Specify the validation method for Fit Regression Model

Stat > Regression > Regression > Fit Regression Model > Validation

Choose the validation method to test your model. Usually, with smaller samples, the K-fold cross-validation method is appropriate. With larger samples, you can select a fraction of cases to use for training and for testing.

K-fold cross-validation

Complete the following steps to use K-fold cross validation.

  1. From the drop-down list, select K-fold cross-validation.
  2. Choose one of the following to specify whether to assign folds randomly or with an ID column.
    • Randomly assign rows of each fold: Select this option to have Minitab randomly select rows for each fold. You can specify the number of folds. The default value of 10 works well in most cases. Using a lower value of K may introduce more bias; however larger values of K may introduce more variability. You can also set a base for the random number generator.
    • Assign rows of each fold by ID column: Select this option to choose the rows to include in each fold. In ID column, enter the column that identifies the folds. Each row with the same value in the ID column is in the same fold.
  3. (Optional) Check Store ID column for K-fold cross-validation to save the ID column.

Validation with a test set

Complete the following steps to divide the data into a training data set and a test data set.

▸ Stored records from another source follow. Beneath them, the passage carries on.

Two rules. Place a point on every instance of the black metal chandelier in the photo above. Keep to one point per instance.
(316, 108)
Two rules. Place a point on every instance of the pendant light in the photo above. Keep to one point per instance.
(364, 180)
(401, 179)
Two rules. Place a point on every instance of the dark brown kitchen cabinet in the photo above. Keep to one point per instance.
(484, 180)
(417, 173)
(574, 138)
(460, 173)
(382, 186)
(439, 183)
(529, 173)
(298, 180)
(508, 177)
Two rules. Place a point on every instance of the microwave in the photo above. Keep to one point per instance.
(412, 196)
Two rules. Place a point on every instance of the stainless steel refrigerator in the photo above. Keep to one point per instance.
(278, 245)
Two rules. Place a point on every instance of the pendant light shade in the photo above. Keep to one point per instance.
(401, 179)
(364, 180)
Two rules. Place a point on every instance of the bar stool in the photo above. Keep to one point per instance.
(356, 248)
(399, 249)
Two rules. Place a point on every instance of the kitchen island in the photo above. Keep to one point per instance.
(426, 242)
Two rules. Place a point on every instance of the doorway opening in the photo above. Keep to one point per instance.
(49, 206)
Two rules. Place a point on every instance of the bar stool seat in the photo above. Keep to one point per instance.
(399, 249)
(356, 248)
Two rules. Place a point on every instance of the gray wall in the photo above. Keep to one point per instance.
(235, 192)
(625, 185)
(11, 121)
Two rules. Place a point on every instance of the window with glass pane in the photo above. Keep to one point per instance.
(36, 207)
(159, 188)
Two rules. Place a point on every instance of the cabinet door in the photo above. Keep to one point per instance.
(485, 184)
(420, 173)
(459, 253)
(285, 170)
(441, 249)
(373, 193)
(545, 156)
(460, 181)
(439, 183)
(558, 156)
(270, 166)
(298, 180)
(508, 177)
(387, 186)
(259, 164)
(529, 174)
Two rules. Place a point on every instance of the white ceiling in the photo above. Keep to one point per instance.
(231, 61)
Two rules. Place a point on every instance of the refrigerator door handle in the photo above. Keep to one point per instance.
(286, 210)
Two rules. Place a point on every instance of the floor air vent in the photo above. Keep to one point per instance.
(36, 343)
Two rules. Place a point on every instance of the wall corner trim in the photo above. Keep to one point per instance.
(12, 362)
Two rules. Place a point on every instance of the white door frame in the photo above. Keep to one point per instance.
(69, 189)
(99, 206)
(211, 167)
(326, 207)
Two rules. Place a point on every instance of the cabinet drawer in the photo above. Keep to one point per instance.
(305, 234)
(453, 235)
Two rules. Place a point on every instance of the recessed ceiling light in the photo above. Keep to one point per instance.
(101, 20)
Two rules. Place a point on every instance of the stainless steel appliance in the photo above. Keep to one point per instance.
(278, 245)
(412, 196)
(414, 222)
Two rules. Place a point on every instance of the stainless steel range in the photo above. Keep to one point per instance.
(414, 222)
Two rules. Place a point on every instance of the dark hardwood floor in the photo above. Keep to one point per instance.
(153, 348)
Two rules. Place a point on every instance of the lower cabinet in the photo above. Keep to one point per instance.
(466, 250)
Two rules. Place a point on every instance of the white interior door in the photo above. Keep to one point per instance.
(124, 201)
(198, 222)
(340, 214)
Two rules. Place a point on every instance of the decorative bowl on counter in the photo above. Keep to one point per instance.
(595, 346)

  1. From the drop-down list, select Validation with a test set.
  2. Choose one of the following to specify whether to select a fraction of rows randomly or with an ID column.
    • Randomly select a fraction of rows as a test set: Select this option to have Minitab randomly select the test data set. You can specify how much data to use in the test data set. The default value of 0.3 works well in most cases. You want to include enough data in the test data set to evaluate the model well. If you are unsure about the form of the model, a larger test data set provides stronger validation. You also want enough data in the training data set to estimate the model well. Typically, models with more predictors require more training data to estimate.
    • Define training/test split by ID column: Select this option to select the rows to include in the test sample yourself. In ID column, enter the column that indicates which rows to use for the test sample. The ID column must contain only 2 values. In Level for test set, select which level to use as the test sample.
  3. (Optional) Check Store ID column for training/test split to save the ID column.

None

If None is selected, there is no additional validation performed.